Knowledge of Python programming basics is assumed. No background in compilers is required although awareness of common programming language concepts (e.g., type systems, functions, classes, scoping rules, etc.) is strongly advised. Some knowledge of regular expressions, computer architecture (machine instructions, memory, etc.), and prior use of a compiled language is also recommended.

Syllabus

The course is structured around the goal of creating a small programming language (currently based on Go) and to have it compile to executable programs via LLVM. The code produced by your compiler will have performance comparable to programs written in C. You'll also see how to make a Just-In-Time (JIT) compiler.

There are 8 project milestones:

  1. Lexing and tokenization. We start by writing a tokenizer for a simple expression language.
  2. Parsing and Abstract Syntax Trees (ASTs). Expressions are parsed into an AST data structure. This is done with the assistance of the SLY parser generator tool.
  3. Type checking. We write an static program analyzer that checks the source code for type errors and other semantic problems.
  4. Intermediate code generation. The AST is converted to an intermediate representation based on static single assignment (SSA).
  5. Code generation. The intermediate code is turned to runnable programs using LLVM. With the completion of this stage, students have the basic foundation of the complete compiler. The next project stages start to add new features.
  6. Relations and booleans. Relational operators and boolean tests are added so that control flow structures can be added.
  7. Control flow. Conditionals and loops are added to the language. Control-flow analysis, basic blocks, and other related concepts are introduced.
  8. Functions. User defined functions are added to the language.

Practical Takeaways

Although most programmers are unlikey to write a compiler in their day-to-day work, this course touches on a wide variety of practical topics that are applicable elsewhere. These include:

Are You Nuts?

Writing a compiler in only 5 days? Is it even possible? To be sure, compilers is often regarded as one of the most difficult CS courses that one can take. If you take it at a University, you'll probably get a professor who will take you through the infamous Dragon Book, spend a lot of time doing mathematical proofs (e.g., deriving the LALR(1) parsing algorithm), and make the focus of the course on preparing graduate students for future research in programming languages. I have taught that class. This is NOT that class.

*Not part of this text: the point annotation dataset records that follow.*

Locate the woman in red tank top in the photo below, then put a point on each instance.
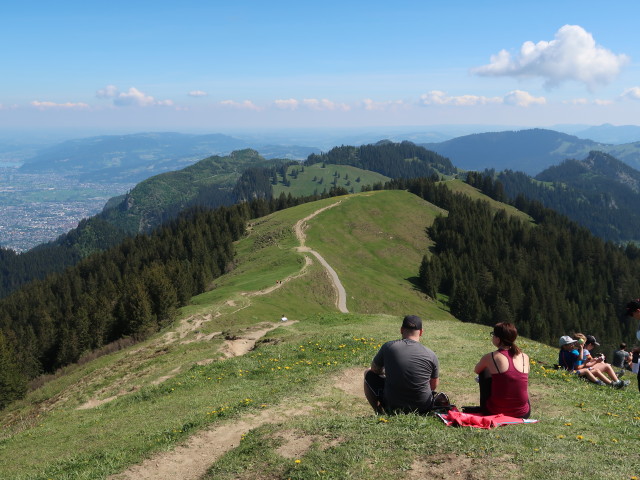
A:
(504, 375)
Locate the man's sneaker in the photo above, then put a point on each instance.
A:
(620, 384)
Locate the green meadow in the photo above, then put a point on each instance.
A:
(318, 178)
(184, 404)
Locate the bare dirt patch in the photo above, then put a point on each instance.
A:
(445, 467)
(351, 381)
(191, 460)
(295, 444)
(245, 343)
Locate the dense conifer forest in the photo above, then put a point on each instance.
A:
(395, 160)
(128, 291)
(552, 278)
(600, 193)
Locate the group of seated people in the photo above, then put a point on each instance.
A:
(575, 356)
(404, 374)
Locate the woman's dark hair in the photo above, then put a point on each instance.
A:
(507, 333)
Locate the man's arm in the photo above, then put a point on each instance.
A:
(378, 370)
(433, 383)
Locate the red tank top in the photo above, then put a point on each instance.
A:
(509, 391)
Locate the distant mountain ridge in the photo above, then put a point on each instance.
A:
(116, 158)
(600, 193)
(530, 151)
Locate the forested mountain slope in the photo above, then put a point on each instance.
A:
(529, 151)
(218, 180)
(292, 407)
(600, 192)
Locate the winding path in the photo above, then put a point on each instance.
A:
(299, 229)
(192, 459)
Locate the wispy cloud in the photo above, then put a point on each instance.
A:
(132, 97)
(632, 93)
(67, 105)
(372, 105)
(310, 103)
(245, 105)
(438, 97)
(516, 98)
(324, 104)
(520, 98)
(288, 104)
(572, 55)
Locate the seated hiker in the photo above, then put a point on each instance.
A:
(598, 364)
(570, 358)
(635, 359)
(633, 311)
(404, 373)
(622, 358)
(504, 375)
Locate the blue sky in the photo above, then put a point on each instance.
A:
(216, 65)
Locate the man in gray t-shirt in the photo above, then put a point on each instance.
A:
(404, 373)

Instead, this is a compilers course aimed at practioners. As such, the main focus is on coding and software development. Yes, you will learn about important core compiler concepts such as regular expressions, context free grammars, type systems, and programming language semantics. However, instead of doing mathematical proofs involving parsing theory, we'll focus on how you would actually go about implementing a parser and doing things such as writing unit tests for it.

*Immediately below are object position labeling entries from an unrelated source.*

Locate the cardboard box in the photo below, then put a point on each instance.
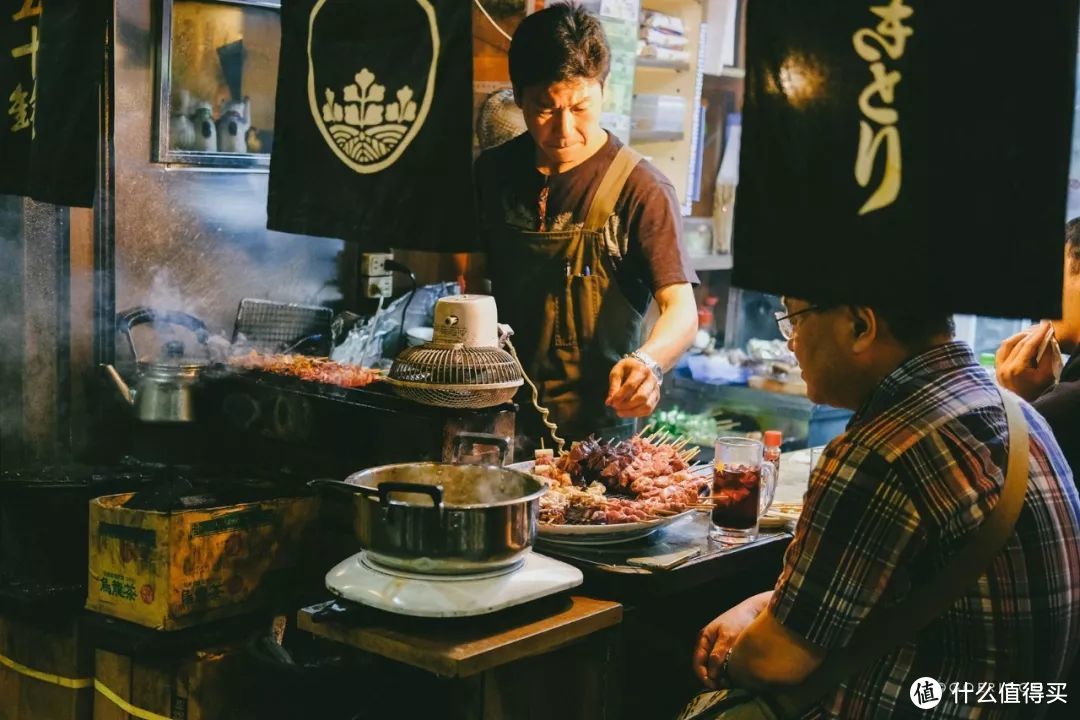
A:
(45, 670)
(169, 570)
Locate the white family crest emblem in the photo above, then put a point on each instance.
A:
(366, 127)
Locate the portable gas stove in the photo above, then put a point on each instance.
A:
(359, 579)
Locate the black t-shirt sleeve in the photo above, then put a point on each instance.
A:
(656, 230)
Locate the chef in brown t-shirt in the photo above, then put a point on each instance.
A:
(581, 232)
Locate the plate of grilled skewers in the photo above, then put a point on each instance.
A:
(615, 491)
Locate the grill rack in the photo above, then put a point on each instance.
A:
(270, 326)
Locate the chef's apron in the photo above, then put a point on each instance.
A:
(571, 322)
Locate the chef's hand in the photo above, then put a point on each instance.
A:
(715, 639)
(633, 391)
(1015, 362)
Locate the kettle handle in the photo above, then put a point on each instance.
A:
(482, 438)
(142, 315)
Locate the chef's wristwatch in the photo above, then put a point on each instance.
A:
(653, 366)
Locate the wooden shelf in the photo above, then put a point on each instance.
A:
(712, 261)
(655, 136)
(655, 64)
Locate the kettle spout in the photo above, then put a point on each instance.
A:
(125, 392)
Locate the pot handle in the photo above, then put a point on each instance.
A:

To be sure, you will write a lot of code in this course. The course runs for more than 40 hours over five days. The final completed project consists of approximately 3000 lines of Python and is every bit as involved as the project you typically find in a college-level compilers course for computer science majors. However, this course is structured for success. Most participants finish the final project.

About the Instructor

This class is led by David Beazley. Although most known for his work in the Python community, Dave was formerly a tenure-track assistant professor in the Department of Computer Science at the University of Chicago where he taught a Compilers course along with a variety of other topics in systems and programming languages. Dave is also the creator of the PLY and SLY parsing tools for Python.